In those four weeks, I went through the junk mail folder to which I had re-routed Facebook emails for some time and had a closer look.
There were numerous "do you know <person name>", there were a few "<person name> has added you as a friend". I knew not a single person named there.
I asked myself, should digital privacy rights include the right to the data created by an impostor?
And I believe, the answer should be a resounding yes.
The Facebook account is gone, and I will likely never know what Other Me said and did. Did Other Me do or try to do something illegal? Will Other Me's actions come back to haunt me?
How? In the form of being pulled off and airplane and asked nasty questions? In the form of a series of calls from a collection agency?
Can someone please introduce legislation that mandates transmission of the doppelgaengers' data trails to the person who was doppelganged. I do not want the yacht, the 10 kilos of Gold, or the magazine subscription Other Me takes out in my name.
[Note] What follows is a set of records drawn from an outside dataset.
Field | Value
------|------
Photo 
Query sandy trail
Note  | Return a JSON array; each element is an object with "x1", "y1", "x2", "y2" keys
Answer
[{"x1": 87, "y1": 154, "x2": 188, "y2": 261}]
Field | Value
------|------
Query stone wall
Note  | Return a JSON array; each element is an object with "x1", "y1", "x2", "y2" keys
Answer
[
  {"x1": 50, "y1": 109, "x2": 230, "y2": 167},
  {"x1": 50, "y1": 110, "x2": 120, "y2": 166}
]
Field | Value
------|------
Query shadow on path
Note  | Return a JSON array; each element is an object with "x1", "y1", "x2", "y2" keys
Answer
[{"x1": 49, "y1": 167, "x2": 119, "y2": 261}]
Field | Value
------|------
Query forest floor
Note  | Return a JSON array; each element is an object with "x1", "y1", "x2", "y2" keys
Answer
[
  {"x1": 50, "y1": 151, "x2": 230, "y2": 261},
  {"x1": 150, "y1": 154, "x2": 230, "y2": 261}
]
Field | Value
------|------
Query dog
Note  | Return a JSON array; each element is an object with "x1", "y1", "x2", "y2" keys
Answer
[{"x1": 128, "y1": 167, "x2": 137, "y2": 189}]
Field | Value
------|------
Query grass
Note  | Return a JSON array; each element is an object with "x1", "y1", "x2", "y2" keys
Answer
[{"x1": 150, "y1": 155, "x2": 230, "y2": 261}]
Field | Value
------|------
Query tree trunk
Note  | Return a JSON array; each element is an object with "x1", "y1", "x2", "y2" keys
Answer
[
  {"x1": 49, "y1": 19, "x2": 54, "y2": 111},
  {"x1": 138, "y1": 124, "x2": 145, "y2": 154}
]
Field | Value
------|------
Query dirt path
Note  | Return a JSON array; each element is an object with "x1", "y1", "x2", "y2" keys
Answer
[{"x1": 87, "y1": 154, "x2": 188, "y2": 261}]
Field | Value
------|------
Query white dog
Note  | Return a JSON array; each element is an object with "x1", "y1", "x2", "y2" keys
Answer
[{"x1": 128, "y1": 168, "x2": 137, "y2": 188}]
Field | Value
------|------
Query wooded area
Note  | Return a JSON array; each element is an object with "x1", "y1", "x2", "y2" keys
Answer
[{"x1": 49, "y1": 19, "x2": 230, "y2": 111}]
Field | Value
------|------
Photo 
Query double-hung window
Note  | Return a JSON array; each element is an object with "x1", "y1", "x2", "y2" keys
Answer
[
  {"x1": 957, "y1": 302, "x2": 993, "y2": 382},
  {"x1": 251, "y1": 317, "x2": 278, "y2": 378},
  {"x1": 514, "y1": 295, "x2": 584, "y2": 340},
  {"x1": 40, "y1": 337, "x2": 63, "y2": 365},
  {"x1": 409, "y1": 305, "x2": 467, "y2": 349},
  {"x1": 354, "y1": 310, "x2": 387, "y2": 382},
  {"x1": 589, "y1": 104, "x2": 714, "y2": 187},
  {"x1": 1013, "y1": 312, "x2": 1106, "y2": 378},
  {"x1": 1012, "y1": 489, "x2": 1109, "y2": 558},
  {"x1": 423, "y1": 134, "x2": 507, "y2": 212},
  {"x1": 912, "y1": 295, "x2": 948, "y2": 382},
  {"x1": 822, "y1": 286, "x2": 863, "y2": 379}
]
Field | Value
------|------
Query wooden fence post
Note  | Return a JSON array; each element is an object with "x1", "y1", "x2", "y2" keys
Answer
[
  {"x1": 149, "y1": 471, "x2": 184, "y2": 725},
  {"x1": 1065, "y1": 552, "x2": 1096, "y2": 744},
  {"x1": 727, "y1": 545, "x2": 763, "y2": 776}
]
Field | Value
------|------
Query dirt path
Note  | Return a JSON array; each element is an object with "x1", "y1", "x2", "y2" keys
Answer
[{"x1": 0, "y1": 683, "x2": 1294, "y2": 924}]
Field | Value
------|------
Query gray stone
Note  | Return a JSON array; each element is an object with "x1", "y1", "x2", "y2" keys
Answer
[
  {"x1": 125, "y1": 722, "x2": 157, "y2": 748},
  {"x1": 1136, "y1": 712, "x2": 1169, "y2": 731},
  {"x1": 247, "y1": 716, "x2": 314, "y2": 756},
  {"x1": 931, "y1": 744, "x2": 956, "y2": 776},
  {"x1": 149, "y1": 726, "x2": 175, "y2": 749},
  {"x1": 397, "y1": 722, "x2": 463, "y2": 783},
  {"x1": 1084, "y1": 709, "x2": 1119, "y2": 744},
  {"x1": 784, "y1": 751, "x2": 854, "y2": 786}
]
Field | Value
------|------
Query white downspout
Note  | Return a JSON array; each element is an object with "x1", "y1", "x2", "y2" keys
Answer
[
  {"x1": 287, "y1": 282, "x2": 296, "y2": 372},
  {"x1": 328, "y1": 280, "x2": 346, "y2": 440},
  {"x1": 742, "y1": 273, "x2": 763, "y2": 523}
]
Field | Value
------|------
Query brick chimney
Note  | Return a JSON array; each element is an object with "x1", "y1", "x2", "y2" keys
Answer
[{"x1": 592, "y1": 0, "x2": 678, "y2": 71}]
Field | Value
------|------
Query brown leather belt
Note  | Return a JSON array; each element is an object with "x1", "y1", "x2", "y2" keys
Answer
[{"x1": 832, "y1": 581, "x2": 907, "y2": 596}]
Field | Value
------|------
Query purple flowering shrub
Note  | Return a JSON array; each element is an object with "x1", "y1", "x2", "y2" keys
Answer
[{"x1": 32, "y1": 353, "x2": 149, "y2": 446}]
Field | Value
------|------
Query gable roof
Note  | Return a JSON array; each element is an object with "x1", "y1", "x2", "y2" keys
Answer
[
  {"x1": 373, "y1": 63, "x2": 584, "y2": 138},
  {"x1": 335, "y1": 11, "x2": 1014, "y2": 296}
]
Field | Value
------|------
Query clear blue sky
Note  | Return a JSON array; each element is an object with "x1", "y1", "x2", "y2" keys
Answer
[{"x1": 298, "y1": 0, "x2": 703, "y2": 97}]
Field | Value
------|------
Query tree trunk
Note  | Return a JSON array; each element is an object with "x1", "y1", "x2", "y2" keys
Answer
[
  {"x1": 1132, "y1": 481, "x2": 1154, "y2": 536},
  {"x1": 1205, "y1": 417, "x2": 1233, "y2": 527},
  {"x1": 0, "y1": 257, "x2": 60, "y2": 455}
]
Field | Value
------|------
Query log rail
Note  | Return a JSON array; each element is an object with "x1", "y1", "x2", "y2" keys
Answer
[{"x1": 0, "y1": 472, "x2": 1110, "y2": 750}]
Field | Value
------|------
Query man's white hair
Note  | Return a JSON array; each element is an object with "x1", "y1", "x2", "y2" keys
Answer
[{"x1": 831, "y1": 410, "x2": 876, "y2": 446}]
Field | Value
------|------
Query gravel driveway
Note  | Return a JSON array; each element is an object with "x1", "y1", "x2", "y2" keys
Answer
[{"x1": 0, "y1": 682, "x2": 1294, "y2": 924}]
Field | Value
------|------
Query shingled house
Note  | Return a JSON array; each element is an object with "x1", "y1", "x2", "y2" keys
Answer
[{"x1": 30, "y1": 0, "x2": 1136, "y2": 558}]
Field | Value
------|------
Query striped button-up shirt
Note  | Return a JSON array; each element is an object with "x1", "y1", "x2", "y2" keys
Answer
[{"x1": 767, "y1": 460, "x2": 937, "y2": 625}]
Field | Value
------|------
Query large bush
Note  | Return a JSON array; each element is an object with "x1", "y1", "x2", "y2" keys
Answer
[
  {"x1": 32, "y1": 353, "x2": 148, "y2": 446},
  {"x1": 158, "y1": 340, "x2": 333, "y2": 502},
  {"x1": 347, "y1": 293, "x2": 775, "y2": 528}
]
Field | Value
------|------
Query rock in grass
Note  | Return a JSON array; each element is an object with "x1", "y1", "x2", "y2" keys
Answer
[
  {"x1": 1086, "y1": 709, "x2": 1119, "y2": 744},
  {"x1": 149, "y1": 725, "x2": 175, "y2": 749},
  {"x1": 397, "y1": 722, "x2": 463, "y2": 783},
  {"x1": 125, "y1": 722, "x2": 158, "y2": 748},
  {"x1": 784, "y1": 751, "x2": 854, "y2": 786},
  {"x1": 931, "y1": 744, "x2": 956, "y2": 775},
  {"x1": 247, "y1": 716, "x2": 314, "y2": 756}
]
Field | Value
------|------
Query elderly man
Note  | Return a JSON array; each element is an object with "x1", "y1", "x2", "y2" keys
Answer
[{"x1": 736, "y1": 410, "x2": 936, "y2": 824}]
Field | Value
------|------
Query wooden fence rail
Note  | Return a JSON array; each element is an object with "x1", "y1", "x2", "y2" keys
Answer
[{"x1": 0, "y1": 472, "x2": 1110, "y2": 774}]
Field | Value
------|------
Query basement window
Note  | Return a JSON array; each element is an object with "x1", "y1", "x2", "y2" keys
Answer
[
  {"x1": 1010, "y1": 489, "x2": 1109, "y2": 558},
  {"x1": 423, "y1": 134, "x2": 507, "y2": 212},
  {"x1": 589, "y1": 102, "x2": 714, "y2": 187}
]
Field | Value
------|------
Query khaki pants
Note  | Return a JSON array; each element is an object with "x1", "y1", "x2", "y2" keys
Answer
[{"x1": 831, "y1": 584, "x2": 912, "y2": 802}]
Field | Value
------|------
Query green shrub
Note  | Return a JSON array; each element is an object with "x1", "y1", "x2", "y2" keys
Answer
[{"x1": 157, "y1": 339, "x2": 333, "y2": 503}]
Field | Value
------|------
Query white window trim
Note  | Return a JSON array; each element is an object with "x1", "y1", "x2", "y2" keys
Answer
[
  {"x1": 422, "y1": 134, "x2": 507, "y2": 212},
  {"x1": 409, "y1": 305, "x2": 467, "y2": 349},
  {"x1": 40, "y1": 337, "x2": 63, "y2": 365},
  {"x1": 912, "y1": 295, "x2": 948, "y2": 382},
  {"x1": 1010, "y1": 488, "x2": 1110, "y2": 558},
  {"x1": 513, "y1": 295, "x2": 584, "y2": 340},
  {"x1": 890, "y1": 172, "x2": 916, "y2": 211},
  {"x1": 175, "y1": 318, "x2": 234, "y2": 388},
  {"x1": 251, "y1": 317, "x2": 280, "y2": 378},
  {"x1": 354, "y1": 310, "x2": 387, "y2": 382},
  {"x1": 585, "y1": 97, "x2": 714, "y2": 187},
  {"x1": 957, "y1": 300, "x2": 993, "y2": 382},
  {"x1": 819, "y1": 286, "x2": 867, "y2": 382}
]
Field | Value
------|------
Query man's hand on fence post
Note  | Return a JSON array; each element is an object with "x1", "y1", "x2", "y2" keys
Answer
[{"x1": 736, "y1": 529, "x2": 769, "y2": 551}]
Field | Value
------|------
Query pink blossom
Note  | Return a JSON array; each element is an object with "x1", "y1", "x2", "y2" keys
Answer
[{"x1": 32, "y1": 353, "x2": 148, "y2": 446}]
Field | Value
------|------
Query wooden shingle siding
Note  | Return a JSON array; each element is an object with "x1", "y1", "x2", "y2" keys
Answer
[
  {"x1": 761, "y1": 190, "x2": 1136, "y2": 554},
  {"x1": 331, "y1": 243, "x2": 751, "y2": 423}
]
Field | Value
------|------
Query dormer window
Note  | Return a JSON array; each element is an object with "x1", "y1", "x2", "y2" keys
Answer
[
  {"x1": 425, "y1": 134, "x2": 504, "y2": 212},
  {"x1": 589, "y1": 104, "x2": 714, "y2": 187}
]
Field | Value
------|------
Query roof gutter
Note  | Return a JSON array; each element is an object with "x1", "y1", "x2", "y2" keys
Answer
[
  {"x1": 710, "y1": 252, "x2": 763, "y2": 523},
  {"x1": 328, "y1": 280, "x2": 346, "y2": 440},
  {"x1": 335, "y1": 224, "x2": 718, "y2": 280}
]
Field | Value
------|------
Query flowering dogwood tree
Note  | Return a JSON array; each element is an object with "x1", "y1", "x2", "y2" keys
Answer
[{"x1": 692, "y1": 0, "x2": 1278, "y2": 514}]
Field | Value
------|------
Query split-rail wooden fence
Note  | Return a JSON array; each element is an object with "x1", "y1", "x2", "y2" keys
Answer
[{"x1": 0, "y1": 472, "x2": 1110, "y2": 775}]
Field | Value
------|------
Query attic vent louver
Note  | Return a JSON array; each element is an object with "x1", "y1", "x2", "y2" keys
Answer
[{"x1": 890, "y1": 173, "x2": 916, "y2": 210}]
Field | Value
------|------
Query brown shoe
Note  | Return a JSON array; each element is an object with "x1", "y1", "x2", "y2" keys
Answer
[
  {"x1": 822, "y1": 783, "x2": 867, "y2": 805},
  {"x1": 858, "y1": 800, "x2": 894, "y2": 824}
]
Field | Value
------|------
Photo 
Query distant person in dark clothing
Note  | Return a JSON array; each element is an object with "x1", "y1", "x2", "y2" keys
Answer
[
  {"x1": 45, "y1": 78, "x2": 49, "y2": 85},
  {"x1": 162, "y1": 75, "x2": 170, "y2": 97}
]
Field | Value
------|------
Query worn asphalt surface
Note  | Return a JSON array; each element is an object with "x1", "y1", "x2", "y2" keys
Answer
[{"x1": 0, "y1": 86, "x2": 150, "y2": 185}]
I want the data.
No, don't even think of saying that this could compromise the privacy of Other Me.
The increasing persistence and interconnectedness of data, combined with advanced ways of re-attaching all sorts of data to a person, are somewhat disconcerting to me.
Give me the data, so that I can at least see who my new friends and business partners were, so that I have something, anything, to show if I run into problems.
So, if you want my name and birthday, you owe me.
One more thing: I never use my real, real name or my real, real birthday on the net for anything but official needs.
And the reason is that out of all the billions of people alive right now, there is just one who has that name. I am not John Miller or Henry Smith, my name is as unique as, say, Lady Gaga.